Bug #12261
closedMultiple time series in GRSF from RAM data
100%
Description
We are finding errors/unexplained behavior in several RAM records, in example here:
http://data.d4science.org/ctlg/GRSF_Admin/151d2126-c13f-3599-8259-b46388bff388
http://data.d4science.org/ctlg/GRSF_Admin/b165b8a4-d259-3796-9922-813ad8ba5290
Where there are multiple BdivBmsypref / UdivUmsypref / Tbest values for the same year, while apparently in the RAM db there is only one value per year.
Where are such additional data coming from?
Please see also screenshots.
Files
Related issues
Updated by Aureliano Gentile almost 7 years ago
See also the GRSF API http://62.217.127.124:8080/grsf-api/resources/stock_data?uuid=151d2126-c13f-3599-8259-b46388bff388 it has the same issue with multiple values for the same year.
Updated by Yannis Marketakis almost 7 years ago
- File Capture.jpg Capture.jpg added
I inspected this a little bit and found out that these values come from RAM database.
More specifically, if I filter for the time-series with the following information
- stockID = HERRNORSS
- tsid = BdivBmgttouse-dimensionless
- tsyear = 2014 and 2013
I see that there are several values for these reference years (from different assessments I guess)
Updated by Aureliano Gentile almost 7 years ago
Thanks Yannis, I am referring to BdivBmsypref and UdivUmsypref (Biomass and Mortality) which even if they come from a different assessment, then we should have the assessment ID (assessid) which is not the case in the above reported error/unexpected behavior of the GRSF catalogue. If the harvest of data is correct, then I guess you concur thinking that we need to distinguish such time series from different assessments.

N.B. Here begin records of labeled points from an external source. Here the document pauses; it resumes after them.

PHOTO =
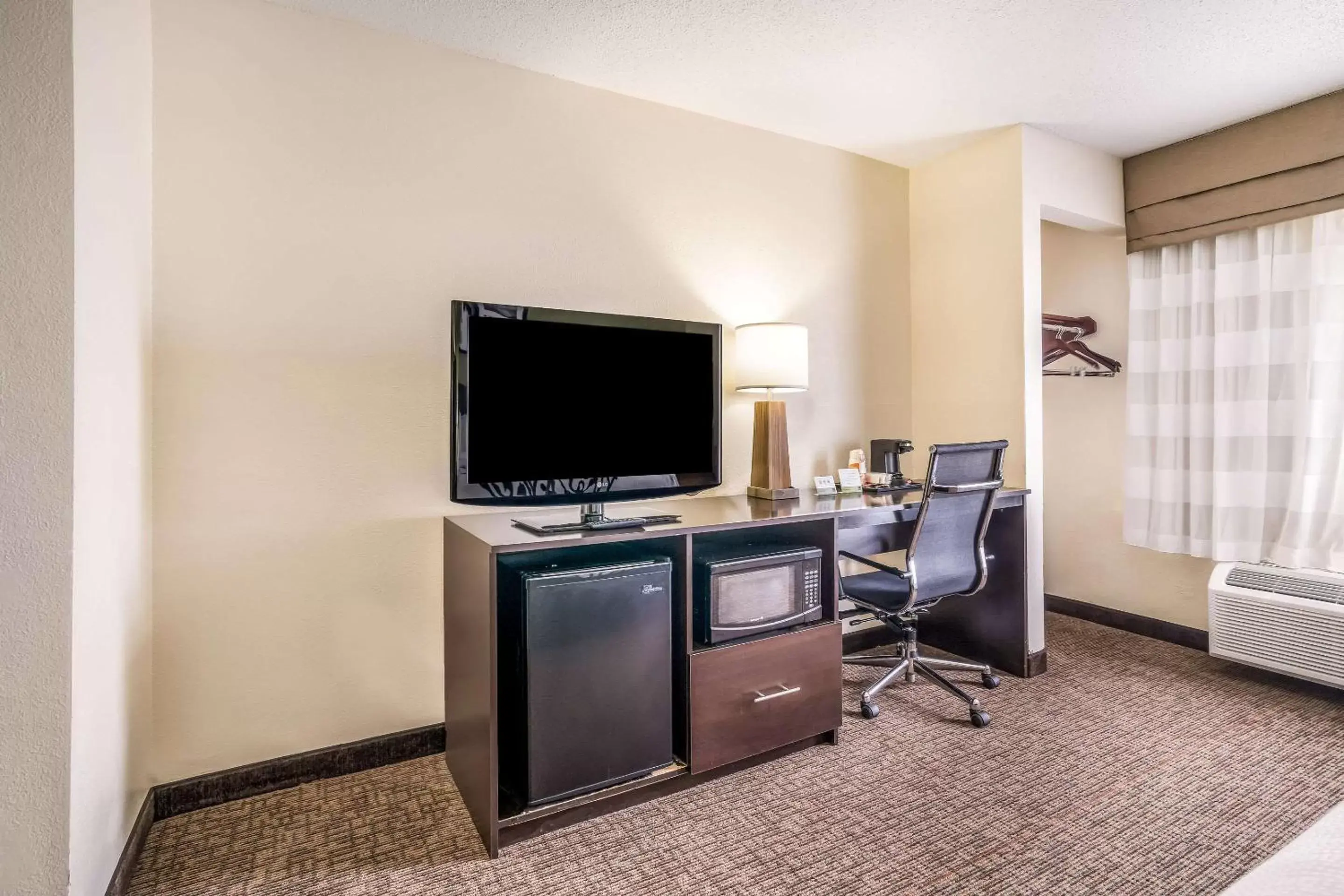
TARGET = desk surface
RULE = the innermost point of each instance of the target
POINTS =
(498, 531)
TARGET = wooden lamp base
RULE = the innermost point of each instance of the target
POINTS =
(770, 477)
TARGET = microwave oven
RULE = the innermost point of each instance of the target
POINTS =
(752, 590)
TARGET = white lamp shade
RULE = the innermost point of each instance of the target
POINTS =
(772, 357)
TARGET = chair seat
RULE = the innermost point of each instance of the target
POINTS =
(878, 590)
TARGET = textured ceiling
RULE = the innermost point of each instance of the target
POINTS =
(902, 81)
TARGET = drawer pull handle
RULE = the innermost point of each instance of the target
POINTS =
(781, 692)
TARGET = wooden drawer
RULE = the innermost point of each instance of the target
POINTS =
(761, 695)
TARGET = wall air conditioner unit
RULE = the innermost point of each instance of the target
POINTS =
(1289, 621)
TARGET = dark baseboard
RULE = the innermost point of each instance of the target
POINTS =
(289, 771)
(120, 883)
(178, 797)
(1147, 626)
(1036, 664)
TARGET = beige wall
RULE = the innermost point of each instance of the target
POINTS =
(109, 708)
(1086, 559)
(975, 218)
(37, 422)
(967, 292)
(322, 193)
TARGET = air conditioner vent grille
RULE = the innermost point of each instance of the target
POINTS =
(1292, 640)
(1294, 586)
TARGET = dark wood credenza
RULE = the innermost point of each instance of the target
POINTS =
(718, 724)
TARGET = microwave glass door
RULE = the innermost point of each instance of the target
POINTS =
(757, 595)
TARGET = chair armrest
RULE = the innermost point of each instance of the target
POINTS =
(883, 567)
(968, 487)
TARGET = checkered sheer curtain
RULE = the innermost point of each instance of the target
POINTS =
(1236, 430)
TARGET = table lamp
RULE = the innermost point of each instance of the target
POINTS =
(772, 358)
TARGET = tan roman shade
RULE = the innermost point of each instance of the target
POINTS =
(1277, 167)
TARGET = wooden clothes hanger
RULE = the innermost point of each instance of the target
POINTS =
(1062, 336)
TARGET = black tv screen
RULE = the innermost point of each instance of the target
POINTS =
(567, 407)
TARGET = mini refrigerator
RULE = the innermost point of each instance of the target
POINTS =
(587, 699)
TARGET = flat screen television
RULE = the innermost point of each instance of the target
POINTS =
(577, 407)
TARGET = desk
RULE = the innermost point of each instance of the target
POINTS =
(990, 626)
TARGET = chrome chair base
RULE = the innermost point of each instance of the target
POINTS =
(910, 665)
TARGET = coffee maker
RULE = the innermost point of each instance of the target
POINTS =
(886, 459)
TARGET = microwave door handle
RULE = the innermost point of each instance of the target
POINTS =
(772, 623)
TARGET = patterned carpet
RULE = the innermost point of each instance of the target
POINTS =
(1134, 766)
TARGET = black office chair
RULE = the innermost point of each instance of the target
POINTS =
(946, 557)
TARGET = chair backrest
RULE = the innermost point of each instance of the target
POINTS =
(946, 553)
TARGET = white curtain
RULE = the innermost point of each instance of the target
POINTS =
(1236, 427)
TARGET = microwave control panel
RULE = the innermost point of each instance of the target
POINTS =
(812, 585)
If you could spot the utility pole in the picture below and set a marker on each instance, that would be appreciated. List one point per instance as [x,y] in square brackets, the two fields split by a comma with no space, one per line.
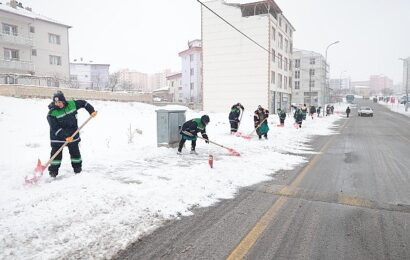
[407,82]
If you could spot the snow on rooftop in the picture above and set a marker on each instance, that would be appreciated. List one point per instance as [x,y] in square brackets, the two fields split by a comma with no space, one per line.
[27,13]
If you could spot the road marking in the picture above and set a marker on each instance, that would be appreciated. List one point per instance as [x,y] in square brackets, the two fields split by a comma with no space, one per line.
[250,239]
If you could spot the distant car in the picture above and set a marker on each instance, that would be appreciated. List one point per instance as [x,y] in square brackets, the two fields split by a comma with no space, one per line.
[365,111]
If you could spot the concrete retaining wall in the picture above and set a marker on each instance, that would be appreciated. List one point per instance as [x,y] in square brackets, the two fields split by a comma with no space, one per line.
[23,91]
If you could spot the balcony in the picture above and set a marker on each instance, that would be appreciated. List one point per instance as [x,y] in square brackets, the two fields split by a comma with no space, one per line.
[16,65]
[16,39]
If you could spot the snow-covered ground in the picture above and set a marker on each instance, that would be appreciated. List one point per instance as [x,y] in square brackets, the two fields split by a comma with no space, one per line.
[126,190]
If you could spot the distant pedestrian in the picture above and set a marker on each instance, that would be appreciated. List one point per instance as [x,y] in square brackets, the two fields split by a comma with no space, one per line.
[282,117]
[190,130]
[347,111]
[298,117]
[304,111]
[260,119]
[234,115]
[312,111]
[327,110]
[318,111]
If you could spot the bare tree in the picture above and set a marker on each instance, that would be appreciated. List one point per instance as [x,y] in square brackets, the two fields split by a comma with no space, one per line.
[387,92]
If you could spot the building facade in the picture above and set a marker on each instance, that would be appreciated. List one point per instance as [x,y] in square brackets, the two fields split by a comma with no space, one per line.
[235,69]
[376,83]
[308,78]
[191,68]
[174,83]
[90,75]
[406,76]
[32,44]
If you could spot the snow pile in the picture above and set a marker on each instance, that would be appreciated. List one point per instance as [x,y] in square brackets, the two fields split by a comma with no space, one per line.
[128,186]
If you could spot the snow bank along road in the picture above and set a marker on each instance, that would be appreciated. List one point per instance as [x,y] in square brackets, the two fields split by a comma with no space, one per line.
[128,186]
[351,201]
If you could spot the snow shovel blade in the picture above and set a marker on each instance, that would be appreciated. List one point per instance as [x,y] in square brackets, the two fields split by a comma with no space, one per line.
[38,172]
[247,137]
[234,152]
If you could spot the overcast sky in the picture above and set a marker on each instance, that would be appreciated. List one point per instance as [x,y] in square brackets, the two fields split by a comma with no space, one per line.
[148,35]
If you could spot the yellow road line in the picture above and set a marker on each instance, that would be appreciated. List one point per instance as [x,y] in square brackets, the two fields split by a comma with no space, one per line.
[250,239]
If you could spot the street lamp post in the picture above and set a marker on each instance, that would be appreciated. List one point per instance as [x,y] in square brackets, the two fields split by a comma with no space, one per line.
[407,82]
[326,85]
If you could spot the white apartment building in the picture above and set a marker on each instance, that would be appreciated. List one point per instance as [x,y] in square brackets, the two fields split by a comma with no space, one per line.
[191,62]
[309,78]
[32,44]
[89,75]
[174,83]
[235,69]
[133,81]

Updated by Aureliano Gentile almost 7 years ago
From: Gentile, Aureliano (FIAS)
Sent: Friday, 07 September, 2018 9:23 PM
To: Nikos Minadakis minadakn@ics.forth.gr
Cc: Yannis Marketakis marketak@ics.forth.gr; Pasquale Pagano pasquale.pagano@isti.cnr.it; Francesco Mangiacrapa francesco.mangiacrapa@isti.cnr.it; Luca Frosini luca.frosini@isti.cnr.it; Νίκος Μηναδάκης minadakn@ics.forth.gr; Taconet, Marc (FIAS) Marc.Taconet@fao.org; Ellenbroek, Anton (FIAS) Anton.Ellenbroek@fao.org; Anton, Paula (FIAS) Paula.Anton@fao.org
Subject: Re: Issues with GRSF
Yes exactly, thanks for that Nikos, the issue would be to display the ram assessment id next to each value so to distinguish the different time series.

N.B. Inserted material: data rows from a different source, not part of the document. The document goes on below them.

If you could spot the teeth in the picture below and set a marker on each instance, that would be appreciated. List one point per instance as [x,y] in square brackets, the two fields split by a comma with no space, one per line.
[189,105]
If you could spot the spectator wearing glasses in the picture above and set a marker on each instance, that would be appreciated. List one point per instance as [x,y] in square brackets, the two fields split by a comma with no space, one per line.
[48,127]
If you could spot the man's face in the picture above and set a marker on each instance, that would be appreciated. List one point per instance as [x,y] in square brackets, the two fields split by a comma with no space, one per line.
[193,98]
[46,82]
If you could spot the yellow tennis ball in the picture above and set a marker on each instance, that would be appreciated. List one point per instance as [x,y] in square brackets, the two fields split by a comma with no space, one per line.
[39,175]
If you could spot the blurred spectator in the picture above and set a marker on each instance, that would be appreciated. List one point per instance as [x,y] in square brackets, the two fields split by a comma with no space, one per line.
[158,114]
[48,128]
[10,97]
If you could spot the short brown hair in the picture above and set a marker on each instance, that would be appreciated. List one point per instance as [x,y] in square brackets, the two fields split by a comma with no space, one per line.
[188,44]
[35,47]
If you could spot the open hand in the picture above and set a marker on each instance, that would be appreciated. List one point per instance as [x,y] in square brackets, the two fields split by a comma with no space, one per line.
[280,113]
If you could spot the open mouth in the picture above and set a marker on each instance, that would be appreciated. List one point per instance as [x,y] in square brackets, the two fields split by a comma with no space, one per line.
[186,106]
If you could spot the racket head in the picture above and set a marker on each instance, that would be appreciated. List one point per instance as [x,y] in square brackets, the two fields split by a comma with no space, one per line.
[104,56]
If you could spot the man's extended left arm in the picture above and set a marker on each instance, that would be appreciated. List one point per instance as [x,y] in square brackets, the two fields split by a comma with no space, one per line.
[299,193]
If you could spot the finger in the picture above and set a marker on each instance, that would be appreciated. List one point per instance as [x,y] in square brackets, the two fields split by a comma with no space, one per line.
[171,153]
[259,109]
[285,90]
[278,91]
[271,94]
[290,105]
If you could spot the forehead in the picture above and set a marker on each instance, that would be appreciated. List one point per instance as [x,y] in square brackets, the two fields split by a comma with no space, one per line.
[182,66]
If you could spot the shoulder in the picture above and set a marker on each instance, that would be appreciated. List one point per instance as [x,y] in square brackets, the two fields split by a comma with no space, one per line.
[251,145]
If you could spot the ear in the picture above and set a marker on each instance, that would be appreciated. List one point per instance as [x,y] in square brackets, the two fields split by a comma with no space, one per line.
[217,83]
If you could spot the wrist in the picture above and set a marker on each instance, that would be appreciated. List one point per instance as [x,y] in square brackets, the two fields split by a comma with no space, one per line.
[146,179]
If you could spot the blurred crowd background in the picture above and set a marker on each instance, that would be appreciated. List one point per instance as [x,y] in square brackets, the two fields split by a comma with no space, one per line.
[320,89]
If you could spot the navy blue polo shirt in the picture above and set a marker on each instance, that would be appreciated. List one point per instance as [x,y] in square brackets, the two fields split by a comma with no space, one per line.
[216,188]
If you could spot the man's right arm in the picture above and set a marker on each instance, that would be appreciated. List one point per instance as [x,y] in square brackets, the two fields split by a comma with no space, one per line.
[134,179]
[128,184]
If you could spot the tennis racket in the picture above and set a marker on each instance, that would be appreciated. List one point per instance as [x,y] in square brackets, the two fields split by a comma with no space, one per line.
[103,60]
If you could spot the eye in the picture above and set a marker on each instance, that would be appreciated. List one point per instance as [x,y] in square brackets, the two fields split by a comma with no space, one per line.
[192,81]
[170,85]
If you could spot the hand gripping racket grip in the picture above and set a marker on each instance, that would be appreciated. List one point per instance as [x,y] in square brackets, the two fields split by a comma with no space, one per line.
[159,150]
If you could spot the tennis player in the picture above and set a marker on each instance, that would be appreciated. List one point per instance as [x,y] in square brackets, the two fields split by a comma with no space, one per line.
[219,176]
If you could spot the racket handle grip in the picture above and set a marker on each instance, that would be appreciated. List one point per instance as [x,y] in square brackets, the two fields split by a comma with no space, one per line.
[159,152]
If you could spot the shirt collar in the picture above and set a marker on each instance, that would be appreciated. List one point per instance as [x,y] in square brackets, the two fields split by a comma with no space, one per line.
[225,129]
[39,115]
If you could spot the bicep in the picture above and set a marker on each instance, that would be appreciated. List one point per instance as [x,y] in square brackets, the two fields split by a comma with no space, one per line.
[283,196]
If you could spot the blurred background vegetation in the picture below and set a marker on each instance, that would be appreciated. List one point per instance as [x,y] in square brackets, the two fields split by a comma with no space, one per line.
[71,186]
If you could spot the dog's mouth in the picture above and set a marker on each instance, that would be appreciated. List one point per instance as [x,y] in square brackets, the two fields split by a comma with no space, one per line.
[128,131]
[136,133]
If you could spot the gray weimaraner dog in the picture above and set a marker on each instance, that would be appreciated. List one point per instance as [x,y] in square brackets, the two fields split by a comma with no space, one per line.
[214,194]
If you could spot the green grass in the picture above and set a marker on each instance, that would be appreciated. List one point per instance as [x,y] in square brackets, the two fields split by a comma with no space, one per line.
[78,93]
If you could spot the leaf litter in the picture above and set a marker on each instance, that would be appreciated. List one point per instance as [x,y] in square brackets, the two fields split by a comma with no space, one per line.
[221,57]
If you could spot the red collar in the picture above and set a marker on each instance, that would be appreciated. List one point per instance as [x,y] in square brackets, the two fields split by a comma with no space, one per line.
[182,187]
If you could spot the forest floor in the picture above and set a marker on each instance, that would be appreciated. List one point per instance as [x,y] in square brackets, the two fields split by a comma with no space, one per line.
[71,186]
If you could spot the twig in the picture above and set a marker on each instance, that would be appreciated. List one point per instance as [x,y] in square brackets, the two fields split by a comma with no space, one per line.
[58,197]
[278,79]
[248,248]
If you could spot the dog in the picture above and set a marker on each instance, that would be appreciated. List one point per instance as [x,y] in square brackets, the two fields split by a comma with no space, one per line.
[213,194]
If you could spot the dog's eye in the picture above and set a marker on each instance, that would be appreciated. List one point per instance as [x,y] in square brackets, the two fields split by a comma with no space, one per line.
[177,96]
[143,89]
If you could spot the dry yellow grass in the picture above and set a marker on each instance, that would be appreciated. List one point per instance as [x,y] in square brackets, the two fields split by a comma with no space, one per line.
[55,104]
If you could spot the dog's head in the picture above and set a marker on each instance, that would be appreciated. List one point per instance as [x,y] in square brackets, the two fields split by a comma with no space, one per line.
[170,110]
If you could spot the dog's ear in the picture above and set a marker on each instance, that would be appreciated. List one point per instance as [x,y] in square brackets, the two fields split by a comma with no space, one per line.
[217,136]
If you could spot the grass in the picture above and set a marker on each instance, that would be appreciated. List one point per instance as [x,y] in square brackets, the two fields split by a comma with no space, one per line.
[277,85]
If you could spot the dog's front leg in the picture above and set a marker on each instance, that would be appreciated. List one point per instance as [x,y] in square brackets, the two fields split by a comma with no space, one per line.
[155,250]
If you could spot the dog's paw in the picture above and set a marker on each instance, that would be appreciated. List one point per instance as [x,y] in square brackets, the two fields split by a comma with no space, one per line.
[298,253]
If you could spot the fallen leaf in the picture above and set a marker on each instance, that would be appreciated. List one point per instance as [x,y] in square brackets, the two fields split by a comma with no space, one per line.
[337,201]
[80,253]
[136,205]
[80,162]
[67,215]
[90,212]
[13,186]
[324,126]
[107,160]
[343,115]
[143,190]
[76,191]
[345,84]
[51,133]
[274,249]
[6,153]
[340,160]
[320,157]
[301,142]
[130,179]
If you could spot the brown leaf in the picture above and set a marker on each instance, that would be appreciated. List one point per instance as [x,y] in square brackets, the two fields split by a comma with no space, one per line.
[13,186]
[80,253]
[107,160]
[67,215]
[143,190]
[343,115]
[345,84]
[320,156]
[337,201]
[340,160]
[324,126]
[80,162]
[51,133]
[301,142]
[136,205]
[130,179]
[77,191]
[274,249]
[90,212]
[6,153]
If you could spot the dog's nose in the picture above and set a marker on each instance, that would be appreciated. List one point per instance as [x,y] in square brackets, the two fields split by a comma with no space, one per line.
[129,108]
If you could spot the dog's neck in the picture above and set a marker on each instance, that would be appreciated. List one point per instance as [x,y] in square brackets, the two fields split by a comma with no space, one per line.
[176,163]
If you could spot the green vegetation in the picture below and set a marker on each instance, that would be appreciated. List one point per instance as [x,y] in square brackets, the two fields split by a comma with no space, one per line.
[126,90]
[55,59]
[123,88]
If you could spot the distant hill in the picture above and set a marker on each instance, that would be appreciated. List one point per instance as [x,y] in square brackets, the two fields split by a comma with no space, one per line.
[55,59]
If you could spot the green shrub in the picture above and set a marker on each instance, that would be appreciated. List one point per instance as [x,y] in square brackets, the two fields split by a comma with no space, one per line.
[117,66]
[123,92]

Thanks and wish you a nice weekend.
Aureliano
Da: Nikos Minadakis
Inviato: venerdì 7 settembre, 18:11
Oggetto: RE: Issues with GRSF
A: Gentile, Aureliano (FIAS)
Cc: Yannis Marketakis, Pasquale Pagano, Francesco Mangiacrapa, Luca Frosini, Νίκος Μηναδάκης, Taconet, Marc (FIAS), Ellenbroek, Anton (FIAS), Anton, Paula (FIAS)
Dear Aureliano, I investigated on the timeseries. There is nothing wrong. There are many values for the same year because they are coming from different assessments as noted by the accessment id in ram. The raw data of them are like: WGWIDE-HERRNORSS-1988-2013-ICESIMP2016 HERRNORSS Norwegian Spring Spawning Herring BdivBmgttouse 2013.0 1.0012 WGWIDE-HERRNORSS-1988-2015-ICESIMP2016 HERRNORSS Norwegian Spring Spawning Herring BdivBmgttouse 2013.0 1.0 WGWIDE-HERRNORSS-1950-2014-ICESIMP2016 HERRNORSS Norwegian Spring Spawning Herring BdivBmgttouse 2014.0 0.8132 WGWIDE-HERRNORSS-1988-2015-ICESIMP2016 HERRNORSS Norwegian Spring Spawning Herring BdivBmgttouse 2014.0 0.891
This is an example according to the issue that you included in the ticket.

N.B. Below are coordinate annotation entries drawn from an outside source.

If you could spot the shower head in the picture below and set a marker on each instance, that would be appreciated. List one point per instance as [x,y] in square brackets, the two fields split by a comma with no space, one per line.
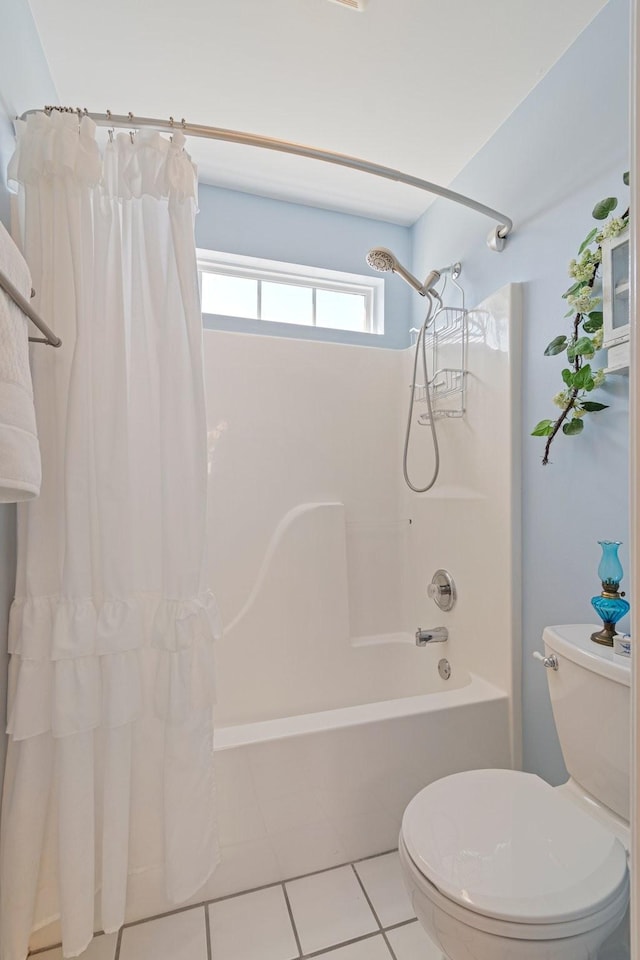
[384,260]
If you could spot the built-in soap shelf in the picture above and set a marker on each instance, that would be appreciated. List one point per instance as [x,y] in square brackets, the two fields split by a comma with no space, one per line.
[446,346]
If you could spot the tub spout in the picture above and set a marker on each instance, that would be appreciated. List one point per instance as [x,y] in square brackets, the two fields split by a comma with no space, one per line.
[432,635]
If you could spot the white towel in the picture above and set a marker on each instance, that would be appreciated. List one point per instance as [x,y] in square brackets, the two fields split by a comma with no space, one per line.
[20,469]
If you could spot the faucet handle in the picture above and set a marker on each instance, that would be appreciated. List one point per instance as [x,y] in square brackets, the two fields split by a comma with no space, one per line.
[431,635]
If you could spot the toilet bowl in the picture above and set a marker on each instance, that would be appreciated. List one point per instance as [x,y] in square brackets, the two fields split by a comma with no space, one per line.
[499,865]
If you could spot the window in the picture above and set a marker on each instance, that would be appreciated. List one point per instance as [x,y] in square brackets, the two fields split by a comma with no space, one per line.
[274,292]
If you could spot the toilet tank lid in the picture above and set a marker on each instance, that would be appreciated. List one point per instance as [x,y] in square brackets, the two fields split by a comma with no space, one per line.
[507,845]
[573,641]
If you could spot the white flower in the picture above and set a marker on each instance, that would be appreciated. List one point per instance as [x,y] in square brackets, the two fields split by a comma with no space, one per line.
[583,302]
[585,268]
[611,229]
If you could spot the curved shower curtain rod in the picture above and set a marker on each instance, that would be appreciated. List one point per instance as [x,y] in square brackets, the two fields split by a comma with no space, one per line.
[495,240]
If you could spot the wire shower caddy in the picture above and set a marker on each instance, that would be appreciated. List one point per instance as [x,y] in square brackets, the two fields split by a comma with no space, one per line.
[446,346]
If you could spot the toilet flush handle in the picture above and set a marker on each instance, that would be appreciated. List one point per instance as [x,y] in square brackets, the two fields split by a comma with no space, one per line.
[550,662]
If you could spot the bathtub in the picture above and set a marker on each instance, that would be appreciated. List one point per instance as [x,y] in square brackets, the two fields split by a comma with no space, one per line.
[303,793]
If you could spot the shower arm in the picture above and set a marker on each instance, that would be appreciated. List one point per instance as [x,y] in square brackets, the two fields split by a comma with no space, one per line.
[495,240]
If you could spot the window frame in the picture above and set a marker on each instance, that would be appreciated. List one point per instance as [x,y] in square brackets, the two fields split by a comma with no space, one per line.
[299,275]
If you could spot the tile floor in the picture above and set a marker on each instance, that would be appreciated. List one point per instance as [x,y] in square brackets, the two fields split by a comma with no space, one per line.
[359,911]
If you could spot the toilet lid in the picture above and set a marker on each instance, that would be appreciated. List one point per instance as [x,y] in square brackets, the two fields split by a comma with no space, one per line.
[507,845]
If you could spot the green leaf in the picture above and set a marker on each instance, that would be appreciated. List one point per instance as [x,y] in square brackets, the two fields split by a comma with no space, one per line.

As you can see for the same stock and the same year there are many values because of a different assessment id.
This is why you see multiple values for the same stock data page.
Now if the issue is why the assessment id is not visible then this is something that we should check together with our cnr colleagues.
We can discuss further in monday. Best, Nikos
Updated by Pasquale Pagano over 6 years ago
- Assignee changed from Nikos Minadakis to Francesco Mangiacrapa
Please @francesco.mangiacrapa@isti.cnr.it clarify the issue about the visibility of the assessment id.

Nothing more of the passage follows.